Vegetarian Stuffed Zucchini
3-4 medium zucchini, halved lengthwise
1/4 c olive oil
1 medium onion, chopped
1 small bell pepper, chopped
3 cloves garlic, minced
1 T fresh chopped basil
1 T chopped fresh oregano
1/4 cup grated Parmesan cheese
3/4 c cooked rice
1 1/2-2 cups of your favorite tomato sauce
Meat Option: 1/2 lb. ground beef or sausage, removed from the casing, browned and cooked through completely.
Scoop out the pulp from the zucchini halves and arrange them in a glass baking dish.
Coarsely chop the zucchini pulp. Heat 2 T of the oil in a large nonstick skillet over medium-high heat and cook chopped zucchini and onion, stirring occasional vegetables should be tender.

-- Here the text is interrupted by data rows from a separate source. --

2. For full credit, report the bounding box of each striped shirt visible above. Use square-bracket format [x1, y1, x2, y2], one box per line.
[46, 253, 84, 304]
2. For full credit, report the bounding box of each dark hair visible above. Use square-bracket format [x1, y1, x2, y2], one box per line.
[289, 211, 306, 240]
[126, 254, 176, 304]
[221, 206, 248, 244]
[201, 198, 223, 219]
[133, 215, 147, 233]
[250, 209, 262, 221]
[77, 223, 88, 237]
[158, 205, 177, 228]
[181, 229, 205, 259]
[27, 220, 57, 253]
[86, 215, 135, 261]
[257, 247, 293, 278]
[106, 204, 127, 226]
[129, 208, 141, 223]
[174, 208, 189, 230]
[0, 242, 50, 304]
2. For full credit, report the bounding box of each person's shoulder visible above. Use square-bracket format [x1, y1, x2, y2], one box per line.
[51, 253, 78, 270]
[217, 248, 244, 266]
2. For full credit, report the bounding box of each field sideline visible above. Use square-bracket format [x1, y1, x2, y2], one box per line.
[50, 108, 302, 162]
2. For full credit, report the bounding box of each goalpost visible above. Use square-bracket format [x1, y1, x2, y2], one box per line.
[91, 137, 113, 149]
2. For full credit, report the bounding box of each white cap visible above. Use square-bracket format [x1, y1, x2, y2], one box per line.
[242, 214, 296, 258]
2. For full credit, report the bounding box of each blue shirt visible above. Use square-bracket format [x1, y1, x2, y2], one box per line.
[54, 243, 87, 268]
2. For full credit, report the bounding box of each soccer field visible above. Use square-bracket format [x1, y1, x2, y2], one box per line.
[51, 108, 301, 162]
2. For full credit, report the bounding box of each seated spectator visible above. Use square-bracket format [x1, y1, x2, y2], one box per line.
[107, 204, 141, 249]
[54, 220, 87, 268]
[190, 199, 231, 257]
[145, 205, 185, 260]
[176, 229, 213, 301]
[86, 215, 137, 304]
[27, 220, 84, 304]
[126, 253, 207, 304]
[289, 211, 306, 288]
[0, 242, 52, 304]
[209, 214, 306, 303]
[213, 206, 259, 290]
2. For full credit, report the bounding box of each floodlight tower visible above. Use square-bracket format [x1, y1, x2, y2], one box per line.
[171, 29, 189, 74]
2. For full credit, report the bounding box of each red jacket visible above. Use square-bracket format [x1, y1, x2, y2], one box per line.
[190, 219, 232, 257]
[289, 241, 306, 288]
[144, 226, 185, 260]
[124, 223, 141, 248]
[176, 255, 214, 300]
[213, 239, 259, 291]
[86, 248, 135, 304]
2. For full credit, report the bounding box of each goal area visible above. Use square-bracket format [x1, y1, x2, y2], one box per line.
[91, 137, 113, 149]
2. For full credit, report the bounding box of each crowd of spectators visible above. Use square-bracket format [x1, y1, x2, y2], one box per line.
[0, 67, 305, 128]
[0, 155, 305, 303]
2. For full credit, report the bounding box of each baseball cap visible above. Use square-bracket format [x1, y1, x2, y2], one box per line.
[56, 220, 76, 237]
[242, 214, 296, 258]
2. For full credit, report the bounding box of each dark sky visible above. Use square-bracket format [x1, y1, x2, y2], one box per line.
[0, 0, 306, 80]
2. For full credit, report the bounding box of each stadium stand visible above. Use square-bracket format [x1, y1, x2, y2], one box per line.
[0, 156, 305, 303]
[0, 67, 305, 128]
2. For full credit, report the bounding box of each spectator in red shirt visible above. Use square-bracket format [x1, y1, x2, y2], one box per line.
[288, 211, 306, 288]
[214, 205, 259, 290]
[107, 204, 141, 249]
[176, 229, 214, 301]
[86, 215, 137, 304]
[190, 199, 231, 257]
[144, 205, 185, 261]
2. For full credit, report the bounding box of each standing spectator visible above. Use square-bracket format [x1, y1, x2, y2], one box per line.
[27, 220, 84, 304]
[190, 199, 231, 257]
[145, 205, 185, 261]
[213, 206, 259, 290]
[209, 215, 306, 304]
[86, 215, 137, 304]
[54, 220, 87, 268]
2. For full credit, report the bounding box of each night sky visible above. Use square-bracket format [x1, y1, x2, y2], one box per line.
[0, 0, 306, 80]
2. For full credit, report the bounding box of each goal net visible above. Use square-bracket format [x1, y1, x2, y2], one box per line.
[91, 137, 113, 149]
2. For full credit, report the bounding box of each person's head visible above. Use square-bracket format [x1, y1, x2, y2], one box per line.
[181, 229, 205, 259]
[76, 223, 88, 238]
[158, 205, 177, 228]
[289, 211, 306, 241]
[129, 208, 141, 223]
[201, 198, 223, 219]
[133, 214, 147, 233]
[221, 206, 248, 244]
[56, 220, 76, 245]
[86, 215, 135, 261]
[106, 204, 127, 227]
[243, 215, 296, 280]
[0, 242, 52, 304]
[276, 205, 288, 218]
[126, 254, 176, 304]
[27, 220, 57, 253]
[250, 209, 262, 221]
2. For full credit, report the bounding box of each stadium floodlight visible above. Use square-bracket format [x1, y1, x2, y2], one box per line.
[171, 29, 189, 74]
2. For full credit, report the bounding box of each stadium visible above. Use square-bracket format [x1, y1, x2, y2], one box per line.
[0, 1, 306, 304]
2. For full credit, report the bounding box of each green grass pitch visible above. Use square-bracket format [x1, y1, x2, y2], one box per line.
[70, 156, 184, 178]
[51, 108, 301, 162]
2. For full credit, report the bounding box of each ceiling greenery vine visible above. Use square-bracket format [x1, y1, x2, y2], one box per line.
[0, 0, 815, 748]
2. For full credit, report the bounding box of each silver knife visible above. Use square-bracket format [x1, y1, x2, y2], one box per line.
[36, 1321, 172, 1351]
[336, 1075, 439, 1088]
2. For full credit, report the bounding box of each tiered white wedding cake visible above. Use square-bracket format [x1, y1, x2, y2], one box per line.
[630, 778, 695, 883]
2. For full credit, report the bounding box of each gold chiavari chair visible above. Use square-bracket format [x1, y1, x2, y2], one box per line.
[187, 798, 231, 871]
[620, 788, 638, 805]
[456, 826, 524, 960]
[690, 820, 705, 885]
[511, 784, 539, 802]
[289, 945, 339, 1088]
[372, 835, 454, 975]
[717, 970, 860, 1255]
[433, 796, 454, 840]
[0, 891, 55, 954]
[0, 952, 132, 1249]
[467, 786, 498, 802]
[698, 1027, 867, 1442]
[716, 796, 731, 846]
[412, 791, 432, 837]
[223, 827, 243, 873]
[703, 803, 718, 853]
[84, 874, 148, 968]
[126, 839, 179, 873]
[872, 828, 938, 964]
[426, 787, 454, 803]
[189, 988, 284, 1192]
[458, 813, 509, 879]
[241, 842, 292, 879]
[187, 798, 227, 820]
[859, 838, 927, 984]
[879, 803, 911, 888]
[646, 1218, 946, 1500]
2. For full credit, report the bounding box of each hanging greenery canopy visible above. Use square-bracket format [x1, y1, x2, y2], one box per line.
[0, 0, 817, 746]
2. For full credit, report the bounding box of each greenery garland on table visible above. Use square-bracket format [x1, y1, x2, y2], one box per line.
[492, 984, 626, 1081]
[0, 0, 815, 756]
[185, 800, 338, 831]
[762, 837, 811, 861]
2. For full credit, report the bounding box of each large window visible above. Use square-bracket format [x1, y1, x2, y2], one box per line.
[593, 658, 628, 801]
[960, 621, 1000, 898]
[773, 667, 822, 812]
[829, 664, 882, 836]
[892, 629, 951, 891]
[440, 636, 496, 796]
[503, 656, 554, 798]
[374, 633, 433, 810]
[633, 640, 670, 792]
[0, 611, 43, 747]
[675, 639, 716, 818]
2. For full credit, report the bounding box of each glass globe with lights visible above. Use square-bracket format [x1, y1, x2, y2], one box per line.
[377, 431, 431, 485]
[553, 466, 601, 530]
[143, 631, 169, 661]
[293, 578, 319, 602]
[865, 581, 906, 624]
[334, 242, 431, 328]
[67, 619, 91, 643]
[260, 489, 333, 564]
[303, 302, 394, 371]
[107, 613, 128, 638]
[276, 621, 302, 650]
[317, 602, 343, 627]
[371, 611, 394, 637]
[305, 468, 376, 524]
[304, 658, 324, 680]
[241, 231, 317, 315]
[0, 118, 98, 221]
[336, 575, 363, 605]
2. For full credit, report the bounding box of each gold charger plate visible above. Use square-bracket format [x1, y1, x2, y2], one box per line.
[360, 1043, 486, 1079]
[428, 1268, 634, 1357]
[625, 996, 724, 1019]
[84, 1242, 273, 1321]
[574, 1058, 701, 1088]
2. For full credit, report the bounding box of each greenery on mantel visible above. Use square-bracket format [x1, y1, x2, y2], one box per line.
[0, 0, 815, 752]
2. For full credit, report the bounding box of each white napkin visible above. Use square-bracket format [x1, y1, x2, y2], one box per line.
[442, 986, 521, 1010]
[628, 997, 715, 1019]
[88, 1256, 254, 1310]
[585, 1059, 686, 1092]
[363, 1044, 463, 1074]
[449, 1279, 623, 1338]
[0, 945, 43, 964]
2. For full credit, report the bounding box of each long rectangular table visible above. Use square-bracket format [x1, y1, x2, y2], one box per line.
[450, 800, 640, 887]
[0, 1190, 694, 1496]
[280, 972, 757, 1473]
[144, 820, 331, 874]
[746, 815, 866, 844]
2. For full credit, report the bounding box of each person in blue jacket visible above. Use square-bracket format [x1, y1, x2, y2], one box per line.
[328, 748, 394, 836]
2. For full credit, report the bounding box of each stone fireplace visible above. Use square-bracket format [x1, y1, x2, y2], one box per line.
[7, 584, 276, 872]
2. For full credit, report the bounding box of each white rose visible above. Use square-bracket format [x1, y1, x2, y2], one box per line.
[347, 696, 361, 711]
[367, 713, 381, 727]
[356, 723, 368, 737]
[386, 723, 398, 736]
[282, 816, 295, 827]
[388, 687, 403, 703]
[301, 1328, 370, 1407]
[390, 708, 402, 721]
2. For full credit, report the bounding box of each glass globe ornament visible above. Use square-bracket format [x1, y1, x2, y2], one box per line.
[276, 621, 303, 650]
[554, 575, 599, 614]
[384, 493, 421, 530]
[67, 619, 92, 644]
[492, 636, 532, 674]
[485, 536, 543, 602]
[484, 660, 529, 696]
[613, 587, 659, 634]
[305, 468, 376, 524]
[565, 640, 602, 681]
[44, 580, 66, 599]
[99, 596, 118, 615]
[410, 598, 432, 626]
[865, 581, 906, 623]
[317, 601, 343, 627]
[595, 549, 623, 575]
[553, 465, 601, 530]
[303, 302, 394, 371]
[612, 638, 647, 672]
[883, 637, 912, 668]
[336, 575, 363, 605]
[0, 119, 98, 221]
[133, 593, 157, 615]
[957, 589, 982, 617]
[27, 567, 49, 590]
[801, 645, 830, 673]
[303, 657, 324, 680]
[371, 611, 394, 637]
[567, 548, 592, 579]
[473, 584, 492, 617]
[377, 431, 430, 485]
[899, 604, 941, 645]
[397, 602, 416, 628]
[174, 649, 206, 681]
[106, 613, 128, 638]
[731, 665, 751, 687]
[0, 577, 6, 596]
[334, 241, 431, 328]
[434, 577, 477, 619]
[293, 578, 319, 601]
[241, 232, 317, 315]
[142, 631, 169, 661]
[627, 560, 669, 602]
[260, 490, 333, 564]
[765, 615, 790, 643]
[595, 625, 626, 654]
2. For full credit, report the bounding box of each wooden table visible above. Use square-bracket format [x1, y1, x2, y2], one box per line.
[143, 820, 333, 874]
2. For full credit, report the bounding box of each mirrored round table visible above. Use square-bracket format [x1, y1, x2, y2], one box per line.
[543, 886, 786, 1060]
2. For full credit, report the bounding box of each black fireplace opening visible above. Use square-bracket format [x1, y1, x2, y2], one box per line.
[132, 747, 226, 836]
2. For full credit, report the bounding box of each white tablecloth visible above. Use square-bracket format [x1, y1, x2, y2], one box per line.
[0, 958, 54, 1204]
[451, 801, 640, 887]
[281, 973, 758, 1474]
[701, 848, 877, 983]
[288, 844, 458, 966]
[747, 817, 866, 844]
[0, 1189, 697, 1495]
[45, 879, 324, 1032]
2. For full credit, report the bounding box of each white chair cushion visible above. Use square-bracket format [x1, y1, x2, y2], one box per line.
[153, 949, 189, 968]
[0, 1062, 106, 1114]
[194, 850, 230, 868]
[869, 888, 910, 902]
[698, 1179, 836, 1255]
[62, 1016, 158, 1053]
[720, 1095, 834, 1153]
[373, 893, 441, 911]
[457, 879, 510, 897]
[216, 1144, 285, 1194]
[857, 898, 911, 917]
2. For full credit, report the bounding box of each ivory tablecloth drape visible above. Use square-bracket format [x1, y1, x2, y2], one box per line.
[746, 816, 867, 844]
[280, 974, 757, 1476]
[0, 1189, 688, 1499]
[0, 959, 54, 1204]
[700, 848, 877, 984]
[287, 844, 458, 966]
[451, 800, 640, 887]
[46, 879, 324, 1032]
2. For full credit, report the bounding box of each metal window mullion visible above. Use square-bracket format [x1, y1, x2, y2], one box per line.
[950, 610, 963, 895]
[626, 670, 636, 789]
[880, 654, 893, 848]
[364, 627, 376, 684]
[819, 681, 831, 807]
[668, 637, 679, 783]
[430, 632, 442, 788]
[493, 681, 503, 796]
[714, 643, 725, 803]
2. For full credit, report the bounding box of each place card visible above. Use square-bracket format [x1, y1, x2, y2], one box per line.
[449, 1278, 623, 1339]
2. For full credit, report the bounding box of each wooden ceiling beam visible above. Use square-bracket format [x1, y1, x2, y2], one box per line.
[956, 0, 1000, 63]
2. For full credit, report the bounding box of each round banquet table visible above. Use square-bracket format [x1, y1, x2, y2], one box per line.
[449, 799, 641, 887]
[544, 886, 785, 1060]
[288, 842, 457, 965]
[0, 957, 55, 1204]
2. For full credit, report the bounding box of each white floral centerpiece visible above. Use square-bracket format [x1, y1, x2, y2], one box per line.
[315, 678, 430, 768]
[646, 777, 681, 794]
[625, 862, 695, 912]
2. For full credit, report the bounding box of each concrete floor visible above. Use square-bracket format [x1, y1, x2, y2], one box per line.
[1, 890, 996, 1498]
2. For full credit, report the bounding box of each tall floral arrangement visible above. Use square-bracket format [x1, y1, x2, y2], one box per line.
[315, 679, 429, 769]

Remove from the pan.
Add the remaining oil. Cook the pepper until tender. Lower the heat and stir in the garlic. Cook until the garlic is softened and golden do not allow garlic to burn.
Return zucchini to the pan. Sprinkle with basil and oregano.
Mix in Parmesan cheese and the cooked rice.
Add cooked meats if you are using. Heat the oven to 375. Evenly divide the vegetable mixture into zucchini halves. Top with a little extra cheese and sauce. Bake 25-30 minutes or until zucchini are fork tender, sauce is bubbly. Serve hot.